The rest of the fire ceremony was just madness, people taking turns “offering” things to the “sacred fire”, throwing things into it and bawling their eyes out, telling the “shaman” how much they loved him. But now, as someone who has studied cult psychology quite intensely, I’m thinking to myself “just enjoy the show”… and “as soon as the sun is up, we’re in the car making a huge dust cloud on that dirt road!” At this point I’m still holding out hope that my second ayahuasca ceremony might be… sigh… what I read about…
We went straight into the hut and there was no ceremony about it this time, we just started drinking. There was something odd about it, like the “shaman” just wanted it over with. He even left the room for about 15 minutes after we’d all drank the first time. I went for all the servings, again four. When I went for the third serving, I said to the “shaman”, “I’m not open”, and he laughed and said “we’re always open”… huh? I went back to my mattress, counted the people in the room, which was 15, thought of how much it cost us, did my math and thought “my dear shaman boy, you’ve got a very profitable business model here, and you don’t even have to feed us!”
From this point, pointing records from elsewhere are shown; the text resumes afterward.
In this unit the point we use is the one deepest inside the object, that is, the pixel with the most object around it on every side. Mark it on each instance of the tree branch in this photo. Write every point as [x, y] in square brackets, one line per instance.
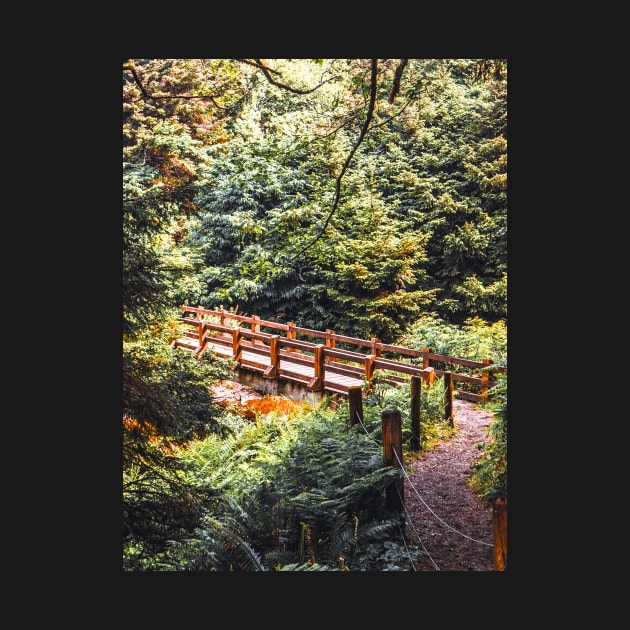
[267, 72]
[396, 83]
[130, 66]
[364, 129]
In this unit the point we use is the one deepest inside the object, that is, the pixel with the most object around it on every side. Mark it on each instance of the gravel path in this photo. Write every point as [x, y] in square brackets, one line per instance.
[447, 518]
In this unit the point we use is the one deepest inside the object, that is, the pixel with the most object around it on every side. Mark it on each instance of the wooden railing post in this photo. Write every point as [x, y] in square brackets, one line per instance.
[291, 334]
[274, 358]
[416, 393]
[255, 326]
[317, 382]
[485, 376]
[201, 329]
[375, 351]
[237, 350]
[355, 401]
[331, 343]
[426, 362]
[448, 398]
[368, 369]
[392, 452]
[499, 518]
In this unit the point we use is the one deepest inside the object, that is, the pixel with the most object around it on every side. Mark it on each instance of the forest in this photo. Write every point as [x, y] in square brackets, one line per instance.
[368, 196]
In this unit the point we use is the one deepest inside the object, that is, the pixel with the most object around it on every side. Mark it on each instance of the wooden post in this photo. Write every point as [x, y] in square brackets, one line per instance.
[237, 350]
[448, 398]
[499, 518]
[331, 343]
[368, 369]
[392, 452]
[426, 362]
[291, 334]
[375, 351]
[485, 376]
[255, 326]
[317, 382]
[274, 358]
[355, 399]
[416, 392]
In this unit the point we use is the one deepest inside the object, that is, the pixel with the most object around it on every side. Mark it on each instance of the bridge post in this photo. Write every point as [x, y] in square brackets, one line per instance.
[375, 351]
[291, 334]
[237, 350]
[317, 382]
[368, 369]
[426, 362]
[485, 376]
[331, 343]
[255, 326]
[274, 358]
[448, 398]
[416, 392]
[355, 401]
[392, 452]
And then I just lay there waiting for the madness to end. When they formed the circle afterwards I just walked out, and then I was overcome with nausea again and ran into the woods and vomited out whatever I was given. My friend came out as well, and I said “this wasn’t ayahuasca! Come with me, this madness ends now!” I started spilling all my misgivings about the weekend, and said “this is a fucking cult!”. Thankfully she snapped out of it. She’d been quite heavily effected by whatever it was and had a pretty bad trip this time, but agreed the effect was nothing like the countless articles we’d read about. We lay in bed for quite some time laughing about it all, about all the insanity, calling rocks grandmothers, the freakish veneration of the “shaman”, how unhappy they all looked, I’m keeping this short. We basically laid there in the dark and I was piecing it all together. It felt like a catharsis! I said to her “two words: DUST CLOUD!”. “When the first rooster crows, we are starting the car!” Then she said “uhm… there’s a closing ceremony at 9”…and I’m thinking “dear lord… I just can’t”. So we went to the closing ceremony, which lasted forever, it felt like a church service, where the “shaman” was talking endlessly, although there was nothing he said that was profound or even made sense in some cases. As the “talking” rock was passed around, people cried and professed their love for him. When it came to me, I told them what a wonderful universe we live in, how great life is, and “apologies for not sharing in your grief”. As soon as it was over, we forfeited the hugging and crying goodbyes, ran for the car and got the hell out of there!
One day I’ll make my way to the Amazon jungle, and drink the brew with a REAL shaman… sigh... I left lots of the insanity out… it was a loooong weekend and I’m exhausted!